For example all sapi/* endpoints use both X-SAPI-USED-IP-WEIGHT-1M and X-SAPI-USED-UID-WEIGHT-1M headers.
So I’m able to track my weight before any request in order to stay bellow the defined limits if I consider that my weights are all at 0 when instantiating my connector class.
However since I may have several scripts running in parallel, Weight could be consumed by a first script without the second script knowing it. So considering weights are all at 0 is a bad idea in my case.
Is there a way to know what are the current weights on a specific endpoint without making a request which will consume a lot of weight ?
For example, the endpoint /sapi/v1/system/status only returns headers with X-SAPI-USED-IP-WEIGHT-1M but not with X-SAPI-USED-UID-WEIGHT-1M so I have to request an endpoint consuming weight on UID to know how much I have left.
You should track locally the values of X-SAPI-USED-IP-WEIGHT and X-SAPI-USED-UID-WEIGHT from last requests to avoid risking exceeding it with new requests.
There’s a section dedicated to those limits on the API documentation which might help you get the full context better: https://binance-docs.github.io/apidocs/spot/en/#limits
I already read this documentation part, which I used to handle requests weights in my connector.

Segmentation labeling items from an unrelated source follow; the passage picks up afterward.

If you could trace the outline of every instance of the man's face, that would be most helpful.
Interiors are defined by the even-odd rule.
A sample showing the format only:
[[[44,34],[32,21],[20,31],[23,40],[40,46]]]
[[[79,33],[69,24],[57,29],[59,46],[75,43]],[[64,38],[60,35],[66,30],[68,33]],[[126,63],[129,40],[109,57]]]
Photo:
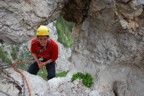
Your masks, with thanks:
[[[41,44],[41,46],[46,46],[48,43],[48,37],[47,36],[38,36],[38,41]]]

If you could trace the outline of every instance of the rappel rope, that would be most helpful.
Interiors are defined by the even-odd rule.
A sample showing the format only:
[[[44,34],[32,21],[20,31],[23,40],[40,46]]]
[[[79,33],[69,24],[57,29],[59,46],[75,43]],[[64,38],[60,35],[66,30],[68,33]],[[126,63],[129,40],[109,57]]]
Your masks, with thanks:
[[[30,87],[29,87],[29,85],[28,85],[27,78],[24,76],[24,74],[23,74],[22,71],[20,71],[19,69],[16,68],[16,65],[17,65],[17,64],[25,64],[25,63],[34,62],[34,61],[35,61],[35,60],[27,60],[27,61],[24,61],[24,62],[16,62],[16,63],[13,63],[13,64],[12,64],[14,70],[15,70],[16,72],[18,72],[18,73],[22,76],[22,82],[23,82],[23,86],[24,86],[24,88],[23,88],[23,93],[24,93],[24,94],[26,93],[25,89],[26,89],[26,87],[27,87],[29,96],[32,96],[32,95],[31,95]],[[47,78],[47,75],[46,75],[46,73],[44,72],[44,69],[43,69],[43,68],[41,69],[41,71],[42,71],[44,77]],[[26,84],[26,87],[25,87],[25,84]],[[25,96],[25,95],[24,95],[24,96]]]
[[[29,85],[28,85],[27,78],[25,77],[25,75],[23,74],[22,71],[20,71],[19,69],[16,68],[16,65],[17,65],[17,64],[23,64],[23,62],[13,63],[13,68],[14,68],[14,70],[15,70],[16,72],[18,72],[18,73],[22,76],[22,79],[24,79],[24,82],[25,82],[25,84],[26,84],[26,87],[27,87],[27,90],[28,90],[28,94],[29,94],[29,96],[32,96],[32,95],[31,95],[30,87],[29,87]],[[24,87],[25,87],[25,84],[24,84]],[[25,91],[25,90],[24,90],[24,91]]]

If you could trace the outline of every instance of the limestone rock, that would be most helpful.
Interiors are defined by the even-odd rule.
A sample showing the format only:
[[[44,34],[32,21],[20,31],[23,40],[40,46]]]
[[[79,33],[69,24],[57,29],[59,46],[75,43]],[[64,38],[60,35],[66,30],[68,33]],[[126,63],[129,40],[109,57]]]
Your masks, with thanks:
[[[59,16],[63,3],[64,0],[1,0],[1,42],[16,44],[28,41],[35,36],[39,25],[47,25]]]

I do track weight values into my connector but I’m having two issues :
1 - When launching a script, I don’t know what is the current weight at the beginning, so I set them to 0 which could be risky since it could be higher if I’m still within the timeouts for example.
2 - I don’t know when the weight is reset without making a request again, so I need to handle timeouts directly into my connector, it’s not such an issue but it could be nice to know when they are reset.
That’s why it would be easier if I could request my current weights directly from the API, at least at the beginning, in order to avoid a 429 response on my first request if I’m already above the limits.
I don’t know if such an endpoint exists, I didn’t find anything about it. But maybe it could be achieved with a workaround.
X-SAPI-USED-IP-WEIGHT-1M can’t pass 12000 per minute
X-SAPI-USED-UID-WEIGHT-1M can’t pass 180000 per minute
This minute is according to UTC time. If you send at 3:00, those weights will be reset at 3:01.
Therefore, you can log prev request’s weight and timestamp, then by the time you restart your script, you can see the current timestamp and check if the weight has been reset or not.